Pentas dengan keadaan panggung sesuai dengan kejadian alaminya, biasanya
dilaksanakan untuk pementasan jenis koreografi lingkungan. Pada tarian
tradisional yang erat kaitannya dengan upacara sedekah laut biasanya dipertunjukkan
di pesisir pantai. Tata pentas biasanya
dilengkapi dengan setting maupun dekorasi. Setting adalah segala peralatan di atas pentas untuk mendukung konsep
tari.
Dekorasi adalah segala peralatan di atas pentas yang fungsinya untuk memperindah panggung.
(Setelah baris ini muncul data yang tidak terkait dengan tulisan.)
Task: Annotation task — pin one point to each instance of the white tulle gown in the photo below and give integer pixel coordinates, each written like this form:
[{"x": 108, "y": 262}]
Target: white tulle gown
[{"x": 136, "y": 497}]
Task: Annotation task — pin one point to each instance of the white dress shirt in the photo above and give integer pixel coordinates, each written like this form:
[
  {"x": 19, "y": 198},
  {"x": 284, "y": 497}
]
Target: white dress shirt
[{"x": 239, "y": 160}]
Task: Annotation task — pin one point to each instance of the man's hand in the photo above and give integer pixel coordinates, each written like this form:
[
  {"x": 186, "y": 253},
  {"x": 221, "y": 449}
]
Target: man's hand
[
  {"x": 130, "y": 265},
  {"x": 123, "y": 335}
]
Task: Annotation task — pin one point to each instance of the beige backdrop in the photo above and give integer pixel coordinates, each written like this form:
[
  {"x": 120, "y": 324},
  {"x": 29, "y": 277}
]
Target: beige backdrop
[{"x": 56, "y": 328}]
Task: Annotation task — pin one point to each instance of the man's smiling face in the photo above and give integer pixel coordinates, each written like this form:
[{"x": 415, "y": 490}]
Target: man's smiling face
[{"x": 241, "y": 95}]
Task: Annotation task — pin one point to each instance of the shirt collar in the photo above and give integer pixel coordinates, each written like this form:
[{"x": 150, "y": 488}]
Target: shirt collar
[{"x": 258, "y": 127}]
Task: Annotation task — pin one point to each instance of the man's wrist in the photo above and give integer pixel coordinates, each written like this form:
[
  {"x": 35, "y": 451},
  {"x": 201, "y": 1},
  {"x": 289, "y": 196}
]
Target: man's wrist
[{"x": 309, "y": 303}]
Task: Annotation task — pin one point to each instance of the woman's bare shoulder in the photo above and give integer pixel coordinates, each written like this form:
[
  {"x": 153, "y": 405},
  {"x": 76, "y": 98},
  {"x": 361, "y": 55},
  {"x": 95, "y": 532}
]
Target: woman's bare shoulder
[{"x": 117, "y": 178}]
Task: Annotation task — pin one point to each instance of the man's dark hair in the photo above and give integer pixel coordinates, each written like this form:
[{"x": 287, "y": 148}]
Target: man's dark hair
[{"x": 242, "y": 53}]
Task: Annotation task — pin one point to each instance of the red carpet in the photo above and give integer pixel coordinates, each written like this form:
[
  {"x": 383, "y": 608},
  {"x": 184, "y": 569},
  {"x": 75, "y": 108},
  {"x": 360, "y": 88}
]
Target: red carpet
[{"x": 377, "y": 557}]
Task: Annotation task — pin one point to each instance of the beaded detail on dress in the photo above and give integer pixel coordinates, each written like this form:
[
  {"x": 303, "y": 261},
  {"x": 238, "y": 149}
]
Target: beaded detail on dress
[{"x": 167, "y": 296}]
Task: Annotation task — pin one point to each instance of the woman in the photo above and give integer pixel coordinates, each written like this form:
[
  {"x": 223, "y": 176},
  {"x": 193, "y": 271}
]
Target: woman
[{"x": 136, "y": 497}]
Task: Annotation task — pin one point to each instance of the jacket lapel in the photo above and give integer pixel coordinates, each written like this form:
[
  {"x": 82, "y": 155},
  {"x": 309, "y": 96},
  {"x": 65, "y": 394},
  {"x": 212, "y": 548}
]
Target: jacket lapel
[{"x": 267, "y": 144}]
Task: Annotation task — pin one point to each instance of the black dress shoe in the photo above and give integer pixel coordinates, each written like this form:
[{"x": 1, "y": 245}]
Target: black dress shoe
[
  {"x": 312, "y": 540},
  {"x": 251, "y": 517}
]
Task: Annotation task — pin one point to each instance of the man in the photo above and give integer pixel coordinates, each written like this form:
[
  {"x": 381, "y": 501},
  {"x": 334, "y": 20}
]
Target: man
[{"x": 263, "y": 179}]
Posisi duduk penonton dan
keterlibatan penonton sebagai pelaku seni memiliki hubungan yang erat dengan makna tari yang ingin
ditampilkan. Pada tari-tari ritual, posisi penonton tidak ada batas dengan
penari, penonton terkadang menjadi bagian dari pelaku upacara. Contoh lain pada tari-tari
yang dipentaskan di Keraton. Letak tempat duduk penonton lebih tinggi dari pentas dan terdapat batas jarak
dengan pelaku seni, letak penonton tersebut memiliki makna bahwa tarian
tersebut dipertunjukan untuk menghormati orang yang kedudukannya lebih
tinggi, misalnya sosok tetua adat, pejabat atau raja.